Defining the MelGAN model for training.
This subclass overrides the `train_step()` method to implement the training logic.

In [None]:

class MelGAN(keras.Model):
    def __init__(self, generator, discriminator, **kwargs):
        """MelGAN trainer class

        Args:
            generator: keras.Model, Generator model
            discriminator: keras.Model, Discriminator model
        """
        super().__init__(**kwargs)
        self.generator = generator
        self.discriminator = discriminator

    def compile(
        self,
        gen_optimizer,
        disc_optimizer,
        generator_loss,
        feature_matching_loss,
        discriminator_loss,
    ):
        """MelGAN compile method.

        Args:
            gen_optimizer: keras.optimizer, optimizer to be used for training
            disc_optimizer: keras.optimizer, optimizer to be used for training
            generator_loss: callable, loss function for generator
            feature_matching_loss: callable, loss function for feature matching
            discriminator_loss: callable, loss function for discriminator
        """
        super().compile()

        # Optimizers
        self.gen_optimizer = gen_optimizer
        self.disc_optimizer = disc_optimizer

        # Losses
        self.generator_loss = generator_loss
        self.feature_matching_loss = feature_matching_loss
        self.discriminator_loss = discriminator_loss

        # Trackers
        self.gen_loss_tracker = keras.metrics.Mean(name="gen_loss")
        self.disc_loss_tracker = keras.metrics.Mean(name="disc_loss")

    def train_step(self, batch):
        x_batch_train, y_batch_train = batch

        with tf.GradientTape() as gen_tape, tf.GradientTape() as disc_tape:
            # Generating the audio wave
            gen_audio_wave = generator(x_batch_train, training=True)

            # Generating the features using the discriminator
            fake_pred = discriminator(y_batch_train)
            real_pred = discriminator(gen_audio_wave)
            
            # Calculating the generator losses
            gen_loss = generator_loss(real_pred, fake_pred)
            fm_loss = feature_matching_loss(real_pred, fake_pred)

            # Calculating final generator loss
            gen_fm_loss = gen_loss + 10 * fm_loss

            # Calculating the discriminator losses
            disc_loss = discriminator_loss(real_pred, fake_pred)

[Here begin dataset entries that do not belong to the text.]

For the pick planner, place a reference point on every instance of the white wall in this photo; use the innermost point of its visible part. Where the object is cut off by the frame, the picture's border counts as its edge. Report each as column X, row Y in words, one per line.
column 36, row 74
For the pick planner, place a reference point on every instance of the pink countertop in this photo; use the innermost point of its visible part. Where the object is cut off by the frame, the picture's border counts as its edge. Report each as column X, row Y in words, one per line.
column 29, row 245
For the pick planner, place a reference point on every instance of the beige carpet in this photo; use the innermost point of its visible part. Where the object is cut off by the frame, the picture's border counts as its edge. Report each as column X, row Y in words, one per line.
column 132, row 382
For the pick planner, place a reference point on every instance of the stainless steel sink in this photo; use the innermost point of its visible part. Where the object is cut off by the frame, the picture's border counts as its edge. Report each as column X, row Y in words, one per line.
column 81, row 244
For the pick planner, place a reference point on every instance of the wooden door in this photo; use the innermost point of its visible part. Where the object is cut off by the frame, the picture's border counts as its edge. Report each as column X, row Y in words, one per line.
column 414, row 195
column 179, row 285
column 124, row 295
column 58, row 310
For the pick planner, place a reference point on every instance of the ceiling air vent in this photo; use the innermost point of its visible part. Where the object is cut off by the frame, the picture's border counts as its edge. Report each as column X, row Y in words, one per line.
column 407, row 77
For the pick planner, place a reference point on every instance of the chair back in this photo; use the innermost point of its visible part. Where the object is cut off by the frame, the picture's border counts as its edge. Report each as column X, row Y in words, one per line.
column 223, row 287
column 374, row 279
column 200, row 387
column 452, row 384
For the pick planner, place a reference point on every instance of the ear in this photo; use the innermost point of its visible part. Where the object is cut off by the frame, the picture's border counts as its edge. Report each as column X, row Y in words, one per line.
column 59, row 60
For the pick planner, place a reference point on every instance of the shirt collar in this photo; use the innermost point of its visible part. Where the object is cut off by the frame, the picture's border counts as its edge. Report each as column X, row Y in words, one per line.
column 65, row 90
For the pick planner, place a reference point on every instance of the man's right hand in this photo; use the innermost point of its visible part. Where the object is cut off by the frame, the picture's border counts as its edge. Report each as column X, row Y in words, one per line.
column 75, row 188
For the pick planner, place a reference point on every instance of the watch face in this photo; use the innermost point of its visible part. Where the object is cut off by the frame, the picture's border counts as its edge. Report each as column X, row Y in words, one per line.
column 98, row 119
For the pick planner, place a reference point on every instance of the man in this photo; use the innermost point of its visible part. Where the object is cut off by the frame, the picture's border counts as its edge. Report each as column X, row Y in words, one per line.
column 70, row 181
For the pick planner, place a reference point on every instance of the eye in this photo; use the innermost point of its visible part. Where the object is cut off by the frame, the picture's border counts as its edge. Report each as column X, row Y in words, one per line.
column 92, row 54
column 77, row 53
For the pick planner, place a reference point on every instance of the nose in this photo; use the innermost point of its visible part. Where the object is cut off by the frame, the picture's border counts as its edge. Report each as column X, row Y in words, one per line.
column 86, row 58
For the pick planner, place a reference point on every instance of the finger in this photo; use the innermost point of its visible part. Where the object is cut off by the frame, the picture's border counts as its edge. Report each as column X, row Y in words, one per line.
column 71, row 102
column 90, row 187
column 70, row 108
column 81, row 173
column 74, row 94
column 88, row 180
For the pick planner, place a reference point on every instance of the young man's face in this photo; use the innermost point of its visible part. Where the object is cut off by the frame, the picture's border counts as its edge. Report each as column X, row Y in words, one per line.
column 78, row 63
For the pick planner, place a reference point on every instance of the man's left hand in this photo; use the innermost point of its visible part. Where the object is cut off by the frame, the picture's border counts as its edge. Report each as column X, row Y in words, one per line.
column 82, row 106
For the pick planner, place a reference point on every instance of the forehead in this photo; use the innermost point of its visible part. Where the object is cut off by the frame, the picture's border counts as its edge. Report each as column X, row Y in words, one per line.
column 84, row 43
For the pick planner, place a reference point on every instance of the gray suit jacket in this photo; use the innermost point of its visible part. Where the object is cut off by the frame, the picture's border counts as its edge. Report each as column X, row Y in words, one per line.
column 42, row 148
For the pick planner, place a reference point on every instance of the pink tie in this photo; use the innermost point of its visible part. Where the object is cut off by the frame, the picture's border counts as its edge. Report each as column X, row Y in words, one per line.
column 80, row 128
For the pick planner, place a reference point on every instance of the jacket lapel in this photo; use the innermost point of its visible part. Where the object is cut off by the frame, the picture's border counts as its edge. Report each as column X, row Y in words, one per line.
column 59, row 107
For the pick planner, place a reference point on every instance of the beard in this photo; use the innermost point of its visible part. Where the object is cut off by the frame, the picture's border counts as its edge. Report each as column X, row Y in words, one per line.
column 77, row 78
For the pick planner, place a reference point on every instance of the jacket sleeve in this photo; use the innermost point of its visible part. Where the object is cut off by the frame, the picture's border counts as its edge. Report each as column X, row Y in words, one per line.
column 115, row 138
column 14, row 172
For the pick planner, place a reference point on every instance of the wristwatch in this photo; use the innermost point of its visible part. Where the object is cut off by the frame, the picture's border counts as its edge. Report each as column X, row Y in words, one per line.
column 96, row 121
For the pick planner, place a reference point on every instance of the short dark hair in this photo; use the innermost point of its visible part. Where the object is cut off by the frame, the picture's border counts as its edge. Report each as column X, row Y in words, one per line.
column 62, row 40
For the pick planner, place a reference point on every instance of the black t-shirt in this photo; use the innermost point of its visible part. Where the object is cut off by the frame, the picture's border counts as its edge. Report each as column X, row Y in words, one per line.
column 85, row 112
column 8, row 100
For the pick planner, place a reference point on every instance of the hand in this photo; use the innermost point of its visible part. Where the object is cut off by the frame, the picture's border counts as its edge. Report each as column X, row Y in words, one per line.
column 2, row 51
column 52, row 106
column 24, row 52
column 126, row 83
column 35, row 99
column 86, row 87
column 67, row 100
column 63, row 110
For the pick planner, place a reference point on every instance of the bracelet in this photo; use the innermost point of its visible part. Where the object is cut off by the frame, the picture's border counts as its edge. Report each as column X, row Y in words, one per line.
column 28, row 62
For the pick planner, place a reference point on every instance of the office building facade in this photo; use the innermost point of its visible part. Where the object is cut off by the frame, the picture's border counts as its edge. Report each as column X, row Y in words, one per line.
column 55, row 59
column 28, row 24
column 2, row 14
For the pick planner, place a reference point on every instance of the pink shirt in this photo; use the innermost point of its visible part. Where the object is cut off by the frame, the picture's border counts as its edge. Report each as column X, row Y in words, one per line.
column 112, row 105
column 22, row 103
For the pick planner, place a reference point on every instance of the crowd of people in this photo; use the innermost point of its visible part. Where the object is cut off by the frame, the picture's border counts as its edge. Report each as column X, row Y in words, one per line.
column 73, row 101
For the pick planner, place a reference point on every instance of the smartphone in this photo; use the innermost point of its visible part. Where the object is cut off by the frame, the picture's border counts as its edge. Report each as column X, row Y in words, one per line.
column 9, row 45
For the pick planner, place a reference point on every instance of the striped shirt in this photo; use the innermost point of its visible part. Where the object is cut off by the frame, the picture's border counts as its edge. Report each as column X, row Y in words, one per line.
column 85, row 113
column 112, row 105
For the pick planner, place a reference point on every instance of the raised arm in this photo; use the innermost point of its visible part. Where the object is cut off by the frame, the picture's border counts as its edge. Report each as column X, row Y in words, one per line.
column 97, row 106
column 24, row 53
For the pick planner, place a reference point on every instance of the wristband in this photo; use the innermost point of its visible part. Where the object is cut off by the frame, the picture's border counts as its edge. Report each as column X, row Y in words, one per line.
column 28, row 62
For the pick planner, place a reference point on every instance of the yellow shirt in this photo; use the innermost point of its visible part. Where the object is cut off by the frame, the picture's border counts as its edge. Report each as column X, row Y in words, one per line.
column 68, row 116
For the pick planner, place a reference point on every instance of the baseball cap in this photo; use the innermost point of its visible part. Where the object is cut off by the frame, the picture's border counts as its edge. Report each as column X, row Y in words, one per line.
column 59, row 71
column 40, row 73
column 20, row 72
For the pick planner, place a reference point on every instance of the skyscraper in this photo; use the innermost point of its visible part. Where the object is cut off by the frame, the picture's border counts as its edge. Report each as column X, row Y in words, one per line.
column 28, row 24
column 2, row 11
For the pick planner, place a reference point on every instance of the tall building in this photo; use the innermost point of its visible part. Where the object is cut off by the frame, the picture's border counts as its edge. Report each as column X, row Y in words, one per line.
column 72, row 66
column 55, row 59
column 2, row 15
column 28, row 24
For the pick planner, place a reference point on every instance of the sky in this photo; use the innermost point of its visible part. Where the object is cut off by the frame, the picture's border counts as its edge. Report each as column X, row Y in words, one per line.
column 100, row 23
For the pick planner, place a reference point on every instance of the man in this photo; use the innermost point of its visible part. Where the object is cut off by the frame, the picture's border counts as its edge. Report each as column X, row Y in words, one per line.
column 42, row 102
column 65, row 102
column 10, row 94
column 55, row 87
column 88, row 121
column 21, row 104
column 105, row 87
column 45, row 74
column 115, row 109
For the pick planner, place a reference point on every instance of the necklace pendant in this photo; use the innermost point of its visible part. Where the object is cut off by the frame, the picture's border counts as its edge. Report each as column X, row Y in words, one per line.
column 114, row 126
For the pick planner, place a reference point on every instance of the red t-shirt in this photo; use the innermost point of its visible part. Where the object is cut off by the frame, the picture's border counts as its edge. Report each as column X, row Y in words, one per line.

        # Calculating and applying the gradients for generator and discriminator
        grads_gen = gen_tape.gradient(gen_fm_loss, generator.trainable_weights)
        grads_disc = disc_tape.gradient(disc_loss, discriminator.trainable_weights)
        gen_optimizer.apply_gradients(zip(grads_gen, generator.trainable_weights))
        disc_optimizer.apply_gradients(zip(grads_disc, discriminator.trainable_weights))

        self.gen_loss_tracker.update_state(gen_fm_loss)
        self.disc_loss_tracker.update_state(disc_loss)

        return {
            "gen_loss": self.gen_loss_tracker.result(),
            "disc_loss": self.disc_loss_tracker.result(),
        }


# Training

The paper suggests that the training with dynamic shapes takes around 400,000 steps (~500
epochs). For this example, we will run it only for a single epoch (819 steps).
Longer training time (greater than 300 epochs) will almost certainly provide better results.

In [None]:
gen_optimizer = keras.optimizers.Adam(
    LEARNING_RATE_GEN, beta_1=0.5, beta_2=0.9, clipnorm=1
)
disc_optimizer = keras.optimizers.Adam(
    LEARNING_RATE_DISC, beta_1=0.5, beta_2=0.9, clipnorm=1
)

# Start training
generator = create_generator((None, 1))
discriminator = create_discriminator((None, 1))

mel_gan = MelGAN(generator, discriminator)
mel_gan.compile(
    gen_optimizer,
    disc_optimizer,
    generator_loss,
    feature_matching_loss,
    discriminator_loss,
)
mel_gan.fit(
    training_data.shuffle(200).batch(BATCH_SIZE), epochs=500
)

Epoch 1/500


In [None]:
generator.save(path_top + "models/voc.h5")